UK Regulator Partners With Epiphyte to Test Bitcoin Remittances

Epiphyte, an instant settlement service provider, has secured a partnership with the UK to become the first to conduct FCA-regulated blockchain-based payments.

The Financial Conduct Authority (FCA), a financial regulatory body of the UK which oversees all of the country’s financial markets, has authorized Epiphyte to launch a service called SpecialFX, via the FCA’s sandbox.

Essentially, SpecialFX is expected to operate as an alternative to the conventional SWIFT network, an interbank financial network that facilitates the majority of international bank transfers.

Through the utilization of the blockchain technology and bitcoin, Epiphyte and the developers behind SpecialFX aim to leverage its partnership with the FCA to collaborate with prominent remittance outlets, FX companies and financial institutions.

“So we are going to be providing this clearing and settlement platform to remittance companies, to FX companies, and potentially at a later stage – although I can’t go into detail about it now – to corporates and even retail customers,” said Epiphyte CEO Edan Yago.

Yago further notes that a bitcoin blockchain-based financial system is beneficial for the regulators such as the FCA since it provides greater transparency and ability to confirm, validate and track transactions in real-time.

Most remittance settlement networks utilize independent financial systems that are enclosed to a certain group of network administrators. Thus, it is far more difficult for regulators to track transactions on a remittance settlement network as they will have to manually submit requests for financial data for the remittance operators.

WIth a bitcoin blockchain-based cross-border financial network however, regulators can freely access the public ledger and evaluate the transactions on the network without having to deal with manual requests, permissions from the companies and a time-consuming process of payment analysis.

“From regulatory perspective, it’s much harder for regulators and law enforcement to track activity through these systems, because it’s not real time. They don’t have real time visibility, they only have retroactive visibility and even then, they usually have to go and try and obtain information for multiple parties or intermediaries who are involved in this transaction to get a full picture,” Yago added.

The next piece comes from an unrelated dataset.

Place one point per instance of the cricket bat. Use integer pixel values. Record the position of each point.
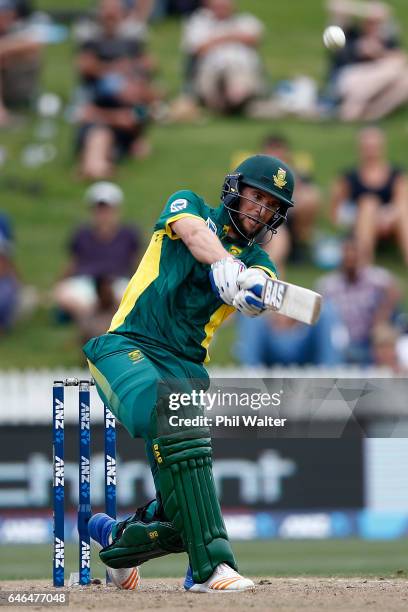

Interestingly, Epiphyte explains that unlike most government and bank-funded projects, SpecialFX will rely on the bitcoin network. The dependence on the bitcoin network is crucial for high security measures as remittance service providers and FX companies will be processing hundreds of millions of transactions on a daily basis.

Yago hinted that a Lighting-like network will be used. He stated that while it is structurally and conceptually similar to the Bitcoin Core development team’s Lightning network, it is somewhat different in the sense that most of the transactions don’t “need to be written to the blocks.”

At the moment, there exists several companies that are experimenting with their own unique projects inspired by the Bitcoin Core’s Lightning network. Prominent cryptographer and software engineer Ryan X. Charles’ Yours for instance is one of the most popular and highly anticipated bitcoin projects that is developing its own micropayments network based on Lightning for a content sharing platform.